During the 2016 election, Scott was one of the more outspoken voices claiming donald trump would win the election in a landslide. He went on talkshows and would present evidence around his point. He then wrote a book about this called “Win Bigly”. Which I also read. I gave a copy of ‘How to fail at almost everything and still win big. Kind of the story of my life” to one of my assistants. After reading a bit of the book she pointed out that Scott was just bragging about a lot of things and seemed very insensitive. I told her that these were just jokes. But then I reflecting more deeply on Scott’s writings. Were they jokes?
He had a few writings that seemed very misogynistic. It wasn’t standard “locker room talk”. I usually glazed over those paragraphs. But something didn’t sit right with me. It was likeI couldn’t unsee something but I didn’t know what.
February 2023, Scott Adam’s made remarks calling Black American’s a “hate group”. Along with other racist context, it seemed Scott had fallen off the deep end.
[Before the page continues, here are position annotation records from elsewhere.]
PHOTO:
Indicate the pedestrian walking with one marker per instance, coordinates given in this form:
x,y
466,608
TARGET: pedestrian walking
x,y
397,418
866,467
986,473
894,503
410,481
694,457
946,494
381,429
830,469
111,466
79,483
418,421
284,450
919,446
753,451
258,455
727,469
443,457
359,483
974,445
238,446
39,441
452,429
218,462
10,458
Following the remarks many newspapers stopped publishing his comic immediately. Lots of people stopped reading Dilbert, myself included. There were groups that tried to separate the art from the artist, but it was difficult.
I was talking with a friend about what was happening. He recommended me a “Behind the bastards” podcast episode about Scott Adams.
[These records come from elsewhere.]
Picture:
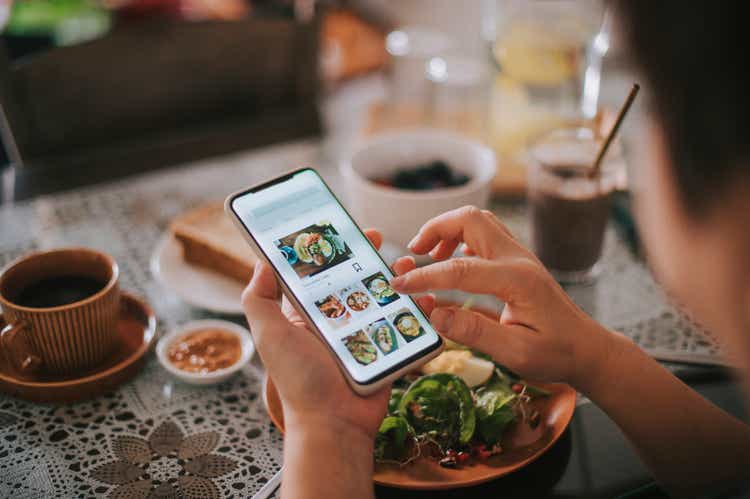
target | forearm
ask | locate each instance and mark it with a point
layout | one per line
(686, 441)
(324, 460)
https://podcasts.apple.com/us/podcast/behind-the-bastards/id1373812661?i=1000620748620
I heard more well researched information about him behind the scenes. I try to take most things with a “grain of salt”, but a lot of this info tracked pretty well. More racist comments were dug up. When Dilbert TV show (with it’s two season run) was cancelled Scott tweeted in 2020 "I lost my TV show for being white when UPN decided it would focus on an African-American audience." He then followed up with "That was the third job I lost for being white. The other two in corporate America."
It was insanely clear to me that Scott’s writings were no longer (or perhaps never were) jokes. It was how he viewed the world. I wasn’t so much crushed as disappointed. Around this time I made a more conscious effort to declutter my Dilbert collection. In 2025, I took my last Dilbert book, the Dilbert Principle (that I bought at the library book sale) to a used book store and exchanged it in for store credit. I still had the coffee mug holding my pens. Earlier that year, Scott had annouced he was diagnosed with stage IV prostate cancer which spread to his bones. Treatments were also not working for him. He asked trump on social media to help him obtain access to a drug for treatment. RFK replied back “How do I reach you? The President wants to help.”
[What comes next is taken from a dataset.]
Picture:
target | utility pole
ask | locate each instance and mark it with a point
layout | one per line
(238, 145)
While undergoing radiation therapy, Scott became paralyzed from the waist down. While still going through all this pain, he was still hosting his daily podcast show Real Coffee with Scott Adams. On January 13th, 2026 Scott Adam’s passed away at 68 years old. The news reached me via a couple of friends who we all felt saddened by the huge shift in Scott’s behavior of the years. Given all the personal history I have with Dilbert and Scott outlined here, I felt this was the time to close this chapter in my life. My Dogbert mug had seen better days and I wanted to move on. I discarded the mug and built a new pen holder out of floppy disks, zip ties, glue, thoughts and prayers.
Scott’s legacy is sadly tarnished by his later years of jumping on the trump, being racist, and being exposed. He could have led a quiet peaceful life during 2016, but this was not what he chose. I never saw Jim Davis (the creator of Garfield) speak out politically. There was a lot of other unflattering things Scott did that I didn’t mention here. Dilbert now has a damaged legacy as well. For me, I have moved onto other office subject matter. But am saddened that this was the legacy that Scott Adams chose for himself and Dilbert.